Vittime per sempre di Barbara Benedetelli

E’ uscito per la Aliberti editore il volume Vittime per sempre, della giornalista e autrice televisiva Barbara Benedettelli.

In genere quando leggo la parola vittime faccio un passo indietro: temo sempre di ritrovarmi di fronte libri o trasmissioni televisive o articoli che offrono uno sguardo di finta pietà sulle storie che raccontano e puntano invece ad attirare lettori e spettatori con dettagli macabri o primissimi piani decisamente irrispettosi delle persone.

Non è però il caso di questo libro, che si avvale anche della preziosa prefazione di Rita dalla Chiesa. In Vittime per sempre, Barbara Benedettelli ci conduce in una severa riflessione sull’attenzione che lo stato riserva da un lato alle Vittime, comprendendo con questo termine anche la famiglia delle persone uccise, e dall’altro agli assassini.

L’autrice non fa mai il gioco facile del linciaggio. Cerca invece di approfondire, in maniera comprensibile a tutti, il discorso della giustizia. Riporta storie che conosciamo tramite la cronaca, i commenti dei familiari delle vittime (espressione cui cercherà di dare un nuovo significato), quelli degli esperti e una serie di note sulla legislazione italiana.

Una riflessione più che attuale visto che il numero di omicidi in Italia è impressionante (per non parlare delle donne uccise negli ultimi mesi), visto che finalmente si comincia a parlare dei familiari delle vittime come vittime essi stessi. Un discorso che interessa tutti, un libro da leggere e da discutere insieme, perché per come stanno le cose adesso siamo tutti vittime potenziali.

Riporto dal sito della Aliberti:

Che cos’è questa inaccettabile ingiustizia di cui lei parla?
«È la tendenza a sollevare il colpevole da ogni responsabilità per quello che ha commesso.
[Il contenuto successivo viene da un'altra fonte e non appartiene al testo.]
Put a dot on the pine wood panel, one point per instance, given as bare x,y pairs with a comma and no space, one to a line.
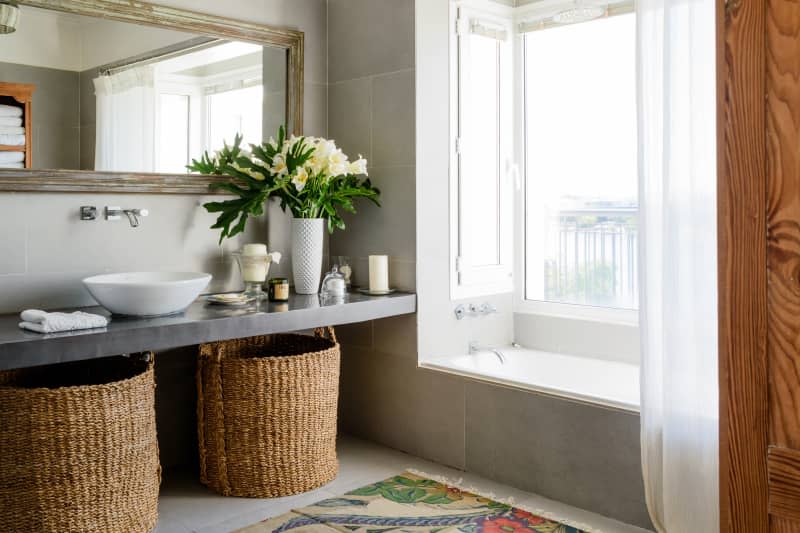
784,525
784,483
783,219
741,196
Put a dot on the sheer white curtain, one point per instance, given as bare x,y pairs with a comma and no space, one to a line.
126,108
678,300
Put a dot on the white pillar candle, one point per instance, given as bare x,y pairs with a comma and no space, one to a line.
378,273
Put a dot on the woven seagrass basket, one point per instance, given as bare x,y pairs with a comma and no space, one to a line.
78,448
266,414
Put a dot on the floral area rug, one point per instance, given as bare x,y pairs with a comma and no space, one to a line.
409,503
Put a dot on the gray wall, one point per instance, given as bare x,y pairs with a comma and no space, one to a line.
88,117
56,123
583,455
45,250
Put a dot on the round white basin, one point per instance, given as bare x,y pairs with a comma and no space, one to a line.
147,293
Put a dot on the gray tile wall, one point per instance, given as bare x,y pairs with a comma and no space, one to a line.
583,455
56,123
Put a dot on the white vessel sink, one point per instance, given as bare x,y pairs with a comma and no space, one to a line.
147,293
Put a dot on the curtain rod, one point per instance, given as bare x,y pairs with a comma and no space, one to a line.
544,22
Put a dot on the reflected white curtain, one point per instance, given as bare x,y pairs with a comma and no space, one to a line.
678,299
126,108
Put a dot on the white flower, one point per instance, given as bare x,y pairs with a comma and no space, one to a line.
299,180
337,163
279,165
359,166
324,148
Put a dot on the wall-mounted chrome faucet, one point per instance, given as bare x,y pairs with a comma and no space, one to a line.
89,212
115,213
484,309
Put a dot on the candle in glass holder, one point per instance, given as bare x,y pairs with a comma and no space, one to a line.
378,273
254,263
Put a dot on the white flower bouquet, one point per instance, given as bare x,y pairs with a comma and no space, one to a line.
310,176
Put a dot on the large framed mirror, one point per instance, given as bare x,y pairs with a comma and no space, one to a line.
115,96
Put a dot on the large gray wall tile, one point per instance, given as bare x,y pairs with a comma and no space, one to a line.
393,119
389,399
368,37
389,229
579,454
350,116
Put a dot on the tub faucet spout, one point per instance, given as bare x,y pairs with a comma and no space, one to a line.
474,348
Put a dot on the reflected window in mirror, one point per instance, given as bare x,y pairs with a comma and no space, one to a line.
196,99
122,97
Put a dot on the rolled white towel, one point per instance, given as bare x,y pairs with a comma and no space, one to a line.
12,140
43,322
12,157
10,111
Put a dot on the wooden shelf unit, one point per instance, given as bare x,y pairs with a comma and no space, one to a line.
20,94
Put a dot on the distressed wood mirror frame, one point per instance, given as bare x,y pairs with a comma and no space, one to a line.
14,180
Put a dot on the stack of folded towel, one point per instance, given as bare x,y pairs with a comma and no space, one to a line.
12,133
43,322
12,159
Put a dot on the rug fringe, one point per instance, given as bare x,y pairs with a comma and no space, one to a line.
459,484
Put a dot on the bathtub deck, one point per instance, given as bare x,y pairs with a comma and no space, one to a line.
596,381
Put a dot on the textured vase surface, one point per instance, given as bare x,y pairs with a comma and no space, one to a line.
307,237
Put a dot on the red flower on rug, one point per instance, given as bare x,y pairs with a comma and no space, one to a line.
504,525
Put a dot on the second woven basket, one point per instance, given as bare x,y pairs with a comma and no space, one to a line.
266,414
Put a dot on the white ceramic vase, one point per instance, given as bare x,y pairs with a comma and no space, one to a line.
307,240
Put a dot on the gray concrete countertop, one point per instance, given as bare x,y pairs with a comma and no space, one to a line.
201,322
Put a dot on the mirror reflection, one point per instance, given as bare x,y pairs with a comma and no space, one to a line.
84,93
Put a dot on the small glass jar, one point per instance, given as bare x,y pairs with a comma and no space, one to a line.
344,268
279,290
254,262
334,287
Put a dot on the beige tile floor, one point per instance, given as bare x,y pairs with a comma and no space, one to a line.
187,506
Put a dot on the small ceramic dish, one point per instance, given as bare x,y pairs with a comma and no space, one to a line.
376,293
230,299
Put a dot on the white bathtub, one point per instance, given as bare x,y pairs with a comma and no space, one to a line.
599,381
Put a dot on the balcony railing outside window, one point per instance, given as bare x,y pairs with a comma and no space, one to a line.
593,258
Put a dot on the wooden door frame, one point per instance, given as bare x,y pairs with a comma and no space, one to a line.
742,259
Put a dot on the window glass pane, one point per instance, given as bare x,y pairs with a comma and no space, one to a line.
173,147
479,161
232,112
580,142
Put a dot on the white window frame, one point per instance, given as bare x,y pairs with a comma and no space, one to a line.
609,315
468,281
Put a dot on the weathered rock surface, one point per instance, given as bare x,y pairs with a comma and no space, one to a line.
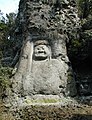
43,67
43,81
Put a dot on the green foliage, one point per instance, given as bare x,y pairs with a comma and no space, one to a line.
84,7
5,73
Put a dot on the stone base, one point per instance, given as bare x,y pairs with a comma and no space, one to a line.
41,107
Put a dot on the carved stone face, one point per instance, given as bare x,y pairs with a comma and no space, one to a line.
41,52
Una tendenza premiante che, applicata con gli automatismi del codice penale, non consente all’autore di un delitto, nemmeno di capire bene che cosa ha fatto, di quale atto gravissimo si è macchiato, togliendo la vita ad un’altra persona. Dobbiamo smettere di alleviare le pene dei carnefici e di abbandonare al loro destino i familiari delle vittime».

Come dire, una giustizia ingiusta…
«Vede, in questo libro emerge che gran parte dei delitti sono dovuti alla debolezza della legge o della magistratura. Perché le legge lascia troppe possibilità di scelta. Prendiamo Mario Alessi uno dei rapitori del piccolo Tommy. Era già stato condannato per violenza sessuale, stupro e sequestro. Ma era libero, in attesa del terzo grado di giudizio, quando ha compiuto quell’orribile nuovo gesto. Ciò significa una cosa sola: che nel nostro ordinamento la libertà, anche di persone manifestamente violente e socialmente pericolose, è messa al di sopra della vita degli altri».